Everything worked! As I was thinking about the next step, packaging the components, I still didn’t like the timing so I kept modifying the program. Then an unexpected thing occurred. When I inserted an EPROM and turned the power on to the computer and lights, there was an apparent short and the power supply would quit on overload. (I have an adjustable current-limiting power supply so it wasn’t a problem where something could burn out). Different EPROMS created the same effect, yet when I put in my first test chips, they worked fine. Now there’s no way the program changes I made could have done this unless the program somehow went into never-never land, and perhaps overwrote memory space used by other components. I checked that by changing addresses and going over the program byte-by-byte. I changed EPROMS numerous times and modified some of the programming parameters like programming voltage, all to no avail. I could not create another EPROM like the first two that worked.
Okay, I decided I could live with that “bad” timing. When I installed the good chip, it didn’t work. It was now obvious the whole computer was toast. After swapping out all the chips I could, to try and make it work, it still refused to access the EPROM and drive the outputs. In a fit of frustration, I removed the current-limiting of the power supply and jammed the voltage up, cursing at the board. I would exact my revenge! And I did by blowing up a 40 pin integrated circuit.
Obviously there were serious problems. (with the computer AND me…). Disconnecting all but 6 of the 48 outputs, it was apparent that somehow the program was turning all the outputs on, causing the power supply to trip. I had originally designed logic circuitry to prevent this from happening, but it wasn’t working now.
I gave up and pushed the computer out of the way. Experiment #2 was a failure.
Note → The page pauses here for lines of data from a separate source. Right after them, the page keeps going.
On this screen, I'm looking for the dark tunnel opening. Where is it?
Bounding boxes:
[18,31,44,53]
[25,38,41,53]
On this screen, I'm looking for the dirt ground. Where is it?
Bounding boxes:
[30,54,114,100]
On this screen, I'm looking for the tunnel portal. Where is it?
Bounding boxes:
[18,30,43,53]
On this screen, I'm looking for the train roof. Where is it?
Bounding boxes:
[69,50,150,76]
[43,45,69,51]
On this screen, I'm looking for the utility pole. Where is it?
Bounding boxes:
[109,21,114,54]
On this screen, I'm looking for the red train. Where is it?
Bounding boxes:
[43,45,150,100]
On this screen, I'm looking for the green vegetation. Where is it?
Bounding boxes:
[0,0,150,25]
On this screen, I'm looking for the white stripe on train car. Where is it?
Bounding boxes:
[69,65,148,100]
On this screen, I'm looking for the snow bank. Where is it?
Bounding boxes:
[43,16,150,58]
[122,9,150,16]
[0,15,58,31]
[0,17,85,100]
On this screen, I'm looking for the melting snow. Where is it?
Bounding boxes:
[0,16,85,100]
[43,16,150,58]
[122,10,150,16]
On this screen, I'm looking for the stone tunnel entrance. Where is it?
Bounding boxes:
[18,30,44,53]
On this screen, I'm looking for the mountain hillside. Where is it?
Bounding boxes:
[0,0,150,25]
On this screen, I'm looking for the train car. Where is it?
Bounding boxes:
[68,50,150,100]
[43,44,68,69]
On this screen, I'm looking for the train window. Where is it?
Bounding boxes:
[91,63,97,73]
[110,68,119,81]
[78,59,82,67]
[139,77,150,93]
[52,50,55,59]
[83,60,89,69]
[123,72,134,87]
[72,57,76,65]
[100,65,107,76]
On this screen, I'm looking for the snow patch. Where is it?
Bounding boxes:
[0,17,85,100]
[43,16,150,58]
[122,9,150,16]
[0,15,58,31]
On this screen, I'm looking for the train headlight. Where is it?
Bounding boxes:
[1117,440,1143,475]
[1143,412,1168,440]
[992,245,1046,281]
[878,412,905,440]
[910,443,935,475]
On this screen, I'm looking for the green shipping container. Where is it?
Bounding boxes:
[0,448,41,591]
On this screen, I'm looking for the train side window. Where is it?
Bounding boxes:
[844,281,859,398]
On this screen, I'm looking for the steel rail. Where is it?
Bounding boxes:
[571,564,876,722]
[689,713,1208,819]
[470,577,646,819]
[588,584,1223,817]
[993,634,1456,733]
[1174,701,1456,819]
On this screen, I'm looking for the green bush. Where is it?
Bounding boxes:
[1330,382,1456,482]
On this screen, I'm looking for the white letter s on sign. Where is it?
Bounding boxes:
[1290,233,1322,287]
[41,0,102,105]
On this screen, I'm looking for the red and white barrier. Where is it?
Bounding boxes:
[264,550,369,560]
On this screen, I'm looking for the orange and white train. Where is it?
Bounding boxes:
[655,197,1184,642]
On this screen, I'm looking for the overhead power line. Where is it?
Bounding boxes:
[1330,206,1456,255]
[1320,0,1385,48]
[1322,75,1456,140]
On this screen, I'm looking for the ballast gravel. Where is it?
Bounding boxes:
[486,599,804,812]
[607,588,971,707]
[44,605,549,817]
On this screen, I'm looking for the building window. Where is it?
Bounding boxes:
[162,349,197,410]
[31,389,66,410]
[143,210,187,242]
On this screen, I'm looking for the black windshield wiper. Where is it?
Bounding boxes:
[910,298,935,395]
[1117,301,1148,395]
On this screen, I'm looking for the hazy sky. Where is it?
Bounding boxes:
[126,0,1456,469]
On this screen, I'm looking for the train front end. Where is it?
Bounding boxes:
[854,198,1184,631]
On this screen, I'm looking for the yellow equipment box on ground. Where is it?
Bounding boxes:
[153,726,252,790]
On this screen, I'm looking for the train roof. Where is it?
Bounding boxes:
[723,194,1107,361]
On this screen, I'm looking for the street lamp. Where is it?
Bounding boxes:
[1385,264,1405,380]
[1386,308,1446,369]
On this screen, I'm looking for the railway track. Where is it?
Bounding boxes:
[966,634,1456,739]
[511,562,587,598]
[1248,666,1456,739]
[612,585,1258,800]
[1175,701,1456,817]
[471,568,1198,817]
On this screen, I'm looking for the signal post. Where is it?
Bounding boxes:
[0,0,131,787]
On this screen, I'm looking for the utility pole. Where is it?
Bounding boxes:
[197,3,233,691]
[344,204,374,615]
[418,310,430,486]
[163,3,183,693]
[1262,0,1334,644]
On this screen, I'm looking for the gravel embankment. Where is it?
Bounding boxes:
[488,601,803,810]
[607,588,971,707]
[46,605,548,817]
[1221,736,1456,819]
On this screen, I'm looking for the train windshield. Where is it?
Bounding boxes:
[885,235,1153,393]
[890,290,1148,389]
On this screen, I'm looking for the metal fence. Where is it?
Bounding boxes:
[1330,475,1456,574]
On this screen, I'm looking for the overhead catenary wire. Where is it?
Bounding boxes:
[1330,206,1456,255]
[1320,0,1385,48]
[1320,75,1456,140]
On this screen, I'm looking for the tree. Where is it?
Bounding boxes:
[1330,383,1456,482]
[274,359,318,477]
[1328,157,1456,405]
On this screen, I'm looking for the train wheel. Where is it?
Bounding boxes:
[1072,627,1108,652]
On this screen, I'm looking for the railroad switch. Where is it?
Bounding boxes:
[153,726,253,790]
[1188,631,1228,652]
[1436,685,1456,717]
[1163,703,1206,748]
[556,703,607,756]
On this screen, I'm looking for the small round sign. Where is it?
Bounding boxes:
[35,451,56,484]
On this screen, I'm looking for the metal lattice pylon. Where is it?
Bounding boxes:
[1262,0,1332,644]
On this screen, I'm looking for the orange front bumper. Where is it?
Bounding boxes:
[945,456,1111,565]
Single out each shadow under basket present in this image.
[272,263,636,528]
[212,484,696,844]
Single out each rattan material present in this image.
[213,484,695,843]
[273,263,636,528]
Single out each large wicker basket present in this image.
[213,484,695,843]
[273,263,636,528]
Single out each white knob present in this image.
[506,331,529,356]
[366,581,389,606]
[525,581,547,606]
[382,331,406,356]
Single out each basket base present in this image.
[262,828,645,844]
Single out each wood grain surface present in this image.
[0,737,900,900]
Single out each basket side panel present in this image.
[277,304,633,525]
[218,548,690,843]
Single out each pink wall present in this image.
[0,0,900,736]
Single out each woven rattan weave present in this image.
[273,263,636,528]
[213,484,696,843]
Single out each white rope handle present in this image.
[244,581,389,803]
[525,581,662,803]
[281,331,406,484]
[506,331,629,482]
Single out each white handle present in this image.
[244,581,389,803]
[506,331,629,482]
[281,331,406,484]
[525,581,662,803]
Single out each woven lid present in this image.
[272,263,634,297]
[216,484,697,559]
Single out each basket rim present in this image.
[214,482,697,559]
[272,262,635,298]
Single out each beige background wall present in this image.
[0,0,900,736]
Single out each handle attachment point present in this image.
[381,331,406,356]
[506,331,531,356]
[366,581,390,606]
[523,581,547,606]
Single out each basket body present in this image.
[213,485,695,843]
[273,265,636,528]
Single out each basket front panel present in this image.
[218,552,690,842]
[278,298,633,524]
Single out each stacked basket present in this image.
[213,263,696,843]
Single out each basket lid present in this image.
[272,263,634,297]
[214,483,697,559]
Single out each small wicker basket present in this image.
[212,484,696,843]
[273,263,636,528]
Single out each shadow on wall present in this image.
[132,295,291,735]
I recalled a quotation by Thomas Edison, "I have not failed. I have just found 10,000 ways that won't work". So I pushed forward. I only had 2 failures, only 9,998 to go.
Since I had to start from scratch, using individual integrated circuits, I took out a prototyping board that uses jumper wires to make the connections. I had a few circuit boards in my junk box that I could have made work together but once again thought that would have been too “kludgy”, so I went with the fresh design.
Although the new design would use a dozen or so integrated circuits I only used 4 ICs and 50 interconnecting wires to prove the concept. This was put together and tested in one day. It was too damn cold to work on my race-car anyway. I had a fleeting thought of using this prototype board for my actual finished circuit, gluing all the wires down so they wouldn’t fall out. I could even plug the display wires right into the board, eliminating the contact board I made to make external connections. Uh-uh. Not a good idea. Too kludgy. Although this project only has to work for 30 days, I don’t really want to go up on the snowy roof to troubleshoot when one little output doesn’t work. I needed reliability.
Turn Turn Turn
What to do? Make a circuit board, what else!!! I had gone full circle! After 3-4 false starts I was pretty sure that NOW I was on the right track. You would think that after making hundreds of projects over the years, some of them commercial, that I would have learned…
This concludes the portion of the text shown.